Here’s the good news: We are seeing the rise of a generation of doctors and scientists who have made it their mission to become informed about the meno-journey and support women through midlife in ways never before seen or experienced. Among the most well-known is Dr. Mary Claire Haver. In her most recent book, The New Menopause (which I highly recommend), she says the thing our mothers and grandmothers would have loved to hear: “This is not in your head. You are not hysterical. You are not crazy. You are hormonally and physiologically different”[4].
Understanding the biochemical drivers of these symptoms is essential. But so is naming the social forces that continue to dismiss, minimize, and misdiagnose them.
From Pathology to Power: Reframing the Menopause Journey
What if we stopped seeing these symptoms as problems to be hidden or fixed and started viewing them as messages? What if, instead of being told we’re broken, we were told the truth: that we’re in the midst of a profound transformation? Because we are.
Midlife, particularly the perimenopause and menopause transition, is a time of awakening. Our hormones are shifting, yes. But so is our sense of self.
The menopause journey isn’t a descent into madness - it’s a return to self.
As our estrogen, progesterone, and testosterone levels shift, so too do our priorities. We begin to see more clearly. What once felt bearable may now feel intolerable. We say “no” more freely. We grow more direct. More vocal. Less willing to bend or shrink. And for a culture that benefits from our silence and self-sacrifice, that’s threatening.
But for us? It’s liberating.
We may crave solitude, purpose, or reinvention. We may find ourselves feeling everything more deeply — and that emotional intensity is not a problem to be solved. It is a signal. A reckoning. A reclamation.
At CLEA Midlife, we call this your Menomorphosis - a bio-psycho-social-spiritual transformation that invites you back to yourself.
If you’re in the midst of this transition and you feel overwhelmed, confused, or even ashamed, please hear this: There is nothing wrong with you.
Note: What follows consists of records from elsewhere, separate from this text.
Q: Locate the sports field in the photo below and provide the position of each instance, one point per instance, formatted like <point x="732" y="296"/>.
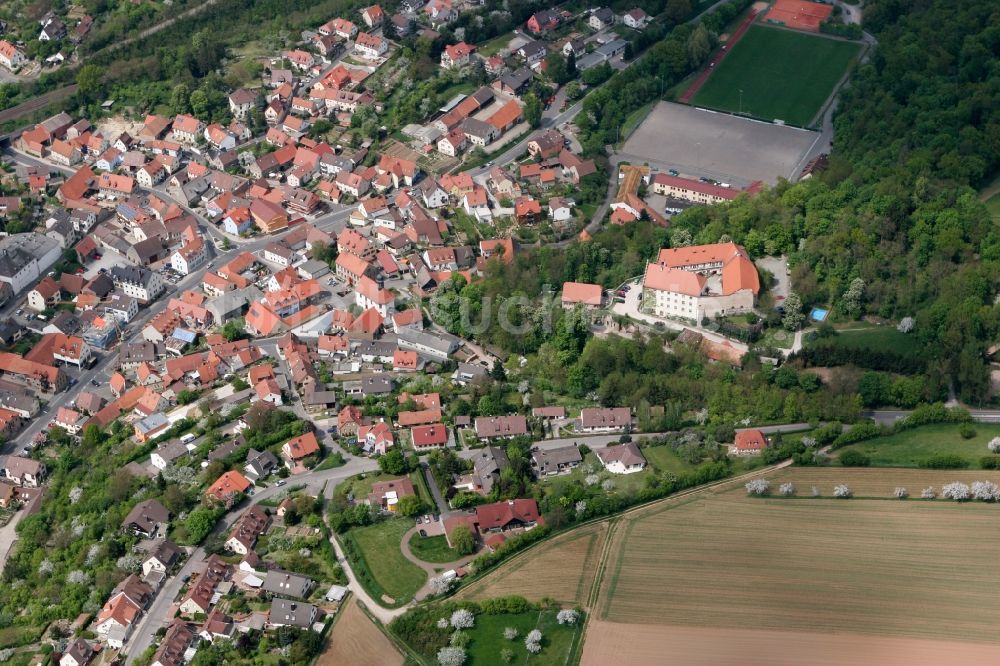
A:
<point x="783" y="74"/>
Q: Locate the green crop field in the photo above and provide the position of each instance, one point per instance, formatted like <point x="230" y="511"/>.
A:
<point x="783" y="75"/>
<point x="910" y="447"/>
<point x="394" y="574"/>
<point x="875" y="338"/>
<point x="488" y="641"/>
<point x="433" y="549"/>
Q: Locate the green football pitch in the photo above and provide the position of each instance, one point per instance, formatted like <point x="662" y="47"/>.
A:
<point x="782" y="74"/>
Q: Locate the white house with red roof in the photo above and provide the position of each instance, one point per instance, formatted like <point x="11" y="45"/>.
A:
<point x="701" y="281"/>
<point x="748" y="443"/>
<point x="457" y="55"/>
<point x="370" y="46"/>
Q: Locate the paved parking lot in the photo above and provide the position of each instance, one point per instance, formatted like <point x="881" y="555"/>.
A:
<point x="718" y="145"/>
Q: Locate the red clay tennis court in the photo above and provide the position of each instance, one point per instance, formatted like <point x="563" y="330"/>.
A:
<point x="798" y="14"/>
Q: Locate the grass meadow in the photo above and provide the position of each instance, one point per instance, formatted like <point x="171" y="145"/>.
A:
<point x="909" y="448"/>
<point x="395" y="575"/>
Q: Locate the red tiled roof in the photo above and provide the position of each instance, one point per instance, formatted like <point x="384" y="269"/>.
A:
<point x="501" y="514"/>
<point x="582" y="292"/>
<point x="676" y="280"/>
<point x="750" y="440"/>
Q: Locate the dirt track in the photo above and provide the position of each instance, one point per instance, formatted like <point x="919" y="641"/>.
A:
<point x="624" y="644"/>
<point x="35" y="103"/>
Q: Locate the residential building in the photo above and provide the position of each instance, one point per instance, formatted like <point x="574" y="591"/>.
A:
<point x="550" y="462"/>
<point x="636" y="19"/>
<point x="24" y="471"/>
<point x="137" y="282"/>
<point x="605" y="419"/>
<point x="26" y="257"/>
<point x="78" y="653"/>
<point x="298" y="448"/>
<point x="190" y="256"/>
<point x="601" y="19"/>
<point x="163" y="555"/>
<point x="252" y="524"/>
<point x="228" y="487"/>
<point x="370" y="46"/>
<point x="501" y="427"/>
<point x="10" y="56"/>
<point x="701" y="281"/>
<point x="288" y="613"/>
<point x="287" y="584"/>
<point x="488" y="465"/>
<point x="174" y="646"/>
<point x="385" y="495"/>
<point x="165" y="455"/>
<point x="427" y="437"/>
<point x="457" y="55"/>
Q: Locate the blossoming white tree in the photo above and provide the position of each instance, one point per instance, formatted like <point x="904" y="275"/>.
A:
<point x="451" y="656"/>
<point x="956" y="490"/>
<point x="462" y="618"/>
<point x="985" y="491"/>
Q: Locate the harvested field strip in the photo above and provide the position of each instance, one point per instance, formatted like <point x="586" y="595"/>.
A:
<point x="878" y="567"/>
<point x="874" y="482"/>
<point x="643" y="644"/>
<point x="357" y="641"/>
<point x="562" y="569"/>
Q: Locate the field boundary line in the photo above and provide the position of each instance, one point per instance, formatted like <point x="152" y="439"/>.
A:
<point x="399" y="644"/>
<point x="818" y="118"/>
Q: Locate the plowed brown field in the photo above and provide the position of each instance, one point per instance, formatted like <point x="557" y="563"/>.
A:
<point x="562" y="569"/>
<point x="355" y="640"/>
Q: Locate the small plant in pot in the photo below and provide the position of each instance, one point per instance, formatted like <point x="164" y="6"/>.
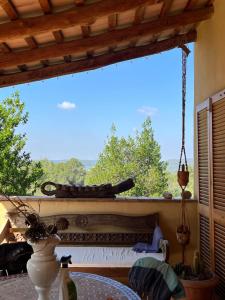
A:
<point x="43" y="266"/>
<point x="198" y="281"/>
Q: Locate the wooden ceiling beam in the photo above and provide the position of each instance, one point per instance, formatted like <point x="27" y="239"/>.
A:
<point x="9" y="8"/>
<point x="22" y="68"/>
<point x="46" y="6"/>
<point x="139" y="15"/>
<point x="191" y="4"/>
<point x="79" y="2"/>
<point x="112" y="21"/>
<point x="58" y="35"/>
<point x="45" y="63"/>
<point x="96" y="62"/>
<point x="167" y="4"/>
<point x="104" y="40"/>
<point x="5" y="48"/>
<point x="82" y="15"/>
<point x="86" y="30"/>
<point x="31" y="42"/>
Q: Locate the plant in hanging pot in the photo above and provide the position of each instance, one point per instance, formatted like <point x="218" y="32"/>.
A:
<point x="198" y="281"/>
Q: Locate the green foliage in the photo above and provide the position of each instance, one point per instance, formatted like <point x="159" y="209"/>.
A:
<point x="173" y="186"/>
<point x="69" y="172"/>
<point x="18" y="173"/>
<point x="138" y="157"/>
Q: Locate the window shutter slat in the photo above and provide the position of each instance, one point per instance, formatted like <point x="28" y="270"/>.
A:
<point x="203" y="178"/>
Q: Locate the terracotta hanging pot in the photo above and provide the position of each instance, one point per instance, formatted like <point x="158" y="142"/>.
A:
<point x="183" y="177"/>
<point x="183" y="234"/>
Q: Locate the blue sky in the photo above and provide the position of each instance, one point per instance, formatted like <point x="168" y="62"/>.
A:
<point x="71" y="116"/>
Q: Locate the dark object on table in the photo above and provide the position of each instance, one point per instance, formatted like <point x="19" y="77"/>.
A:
<point x="14" y="257"/>
<point x="155" y="279"/>
<point x="65" y="260"/>
<point x="151" y="247"/>
<point x="93" y="191"/>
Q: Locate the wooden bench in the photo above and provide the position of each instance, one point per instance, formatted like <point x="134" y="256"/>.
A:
<point x="102" y="243"/>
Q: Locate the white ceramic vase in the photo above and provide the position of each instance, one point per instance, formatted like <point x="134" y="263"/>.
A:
<point x="43" y="265"/>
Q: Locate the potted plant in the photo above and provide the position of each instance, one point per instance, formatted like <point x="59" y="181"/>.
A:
<point x="198" y="281"/>
<point x="43" y="266"/>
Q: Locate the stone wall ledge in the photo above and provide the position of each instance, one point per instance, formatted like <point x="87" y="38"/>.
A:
<point x="117" y="199"/>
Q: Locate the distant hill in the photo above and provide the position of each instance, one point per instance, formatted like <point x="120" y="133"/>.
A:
<point x="172" y="163"/>
<point x="88" y="163"/>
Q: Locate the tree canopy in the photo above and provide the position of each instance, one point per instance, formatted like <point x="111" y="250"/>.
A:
<point x="18" y="173"/>
<point x="138" y="157"/>
<point x="69" y="172"/>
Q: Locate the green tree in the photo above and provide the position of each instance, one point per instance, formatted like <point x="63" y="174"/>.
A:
<point x="138" y="157"/>
<point x="18" y="173"/>
<point x="69" y="172"/>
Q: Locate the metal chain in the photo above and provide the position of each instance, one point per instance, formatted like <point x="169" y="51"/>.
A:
<point x="185" y="52"/>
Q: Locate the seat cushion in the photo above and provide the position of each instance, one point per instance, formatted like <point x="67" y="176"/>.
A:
<point x="103" y="256"/>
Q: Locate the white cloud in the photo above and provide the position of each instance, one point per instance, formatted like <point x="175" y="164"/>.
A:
<point x="66" y="105"/>
<point x="148" y="111"/>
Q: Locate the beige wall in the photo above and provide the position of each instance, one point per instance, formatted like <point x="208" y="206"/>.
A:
<point x="209" y="61"/>
<point x="210" y="55"/>
<point x="169" y="212"/>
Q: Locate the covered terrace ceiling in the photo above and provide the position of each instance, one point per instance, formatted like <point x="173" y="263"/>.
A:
<point x="41" y="39"/>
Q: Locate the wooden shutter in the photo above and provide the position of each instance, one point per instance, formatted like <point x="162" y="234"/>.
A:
<point x="205" y="240"/>
<point x="211" y="180"/>
<point x="218" y="136"/>
<point x="203" y="171"/>
<point x="220" y="258"/>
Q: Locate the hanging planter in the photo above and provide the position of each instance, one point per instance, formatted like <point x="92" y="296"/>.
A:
<point x="183" y="229"/>
<point x="183" y="176"/>
<point x="183" y="234"/>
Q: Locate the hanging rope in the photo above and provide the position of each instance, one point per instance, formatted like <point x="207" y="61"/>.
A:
<point x="183" y="230"/>
<point x="183" y="175"/>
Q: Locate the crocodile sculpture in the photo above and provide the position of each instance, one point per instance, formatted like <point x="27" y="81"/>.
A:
<point x="92" y="191"/>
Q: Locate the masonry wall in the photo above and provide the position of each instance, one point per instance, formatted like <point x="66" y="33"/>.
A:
<point x="209" y="60"/>
<point x="169" y="214"/>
You are not hysterical. You are becoming.
You are not crazy. You are waking up.
You are not broken. You are breaking through.
You’re shedding decades of programming and perfectionism.
You’re being called inward. And it’s not always graceful. But it is sacred.
Let this be a moment when we stop gaslighting ourselves and each other. Let this be a time when we trade shame for support, and silence for knowledge. We are not here to be institutionalized, dismissed, or diminished. We are here to lead, to heal, and to rise - together.
Works Cited
[1] Showalter, E. (1985). The Female Malady: Women, Madness, and English Culture, 1830–1980. New York: Pantheon Books.
[2] Packard, E. (1866). The Prisoners’ Hidden Life, or Insane Asylums Unveiled. Chicago: A.B. Case.
[3] Kling, J. M., et al. (2023). "Menopause Education in Medical Schools: A National Survey." Menopause: The Journal of The North American Menopause Society. https://doi.org/10.1097/GME.0000000000002185
[4] Haver, M.C. (2024). The New Menopause. Rodale Books.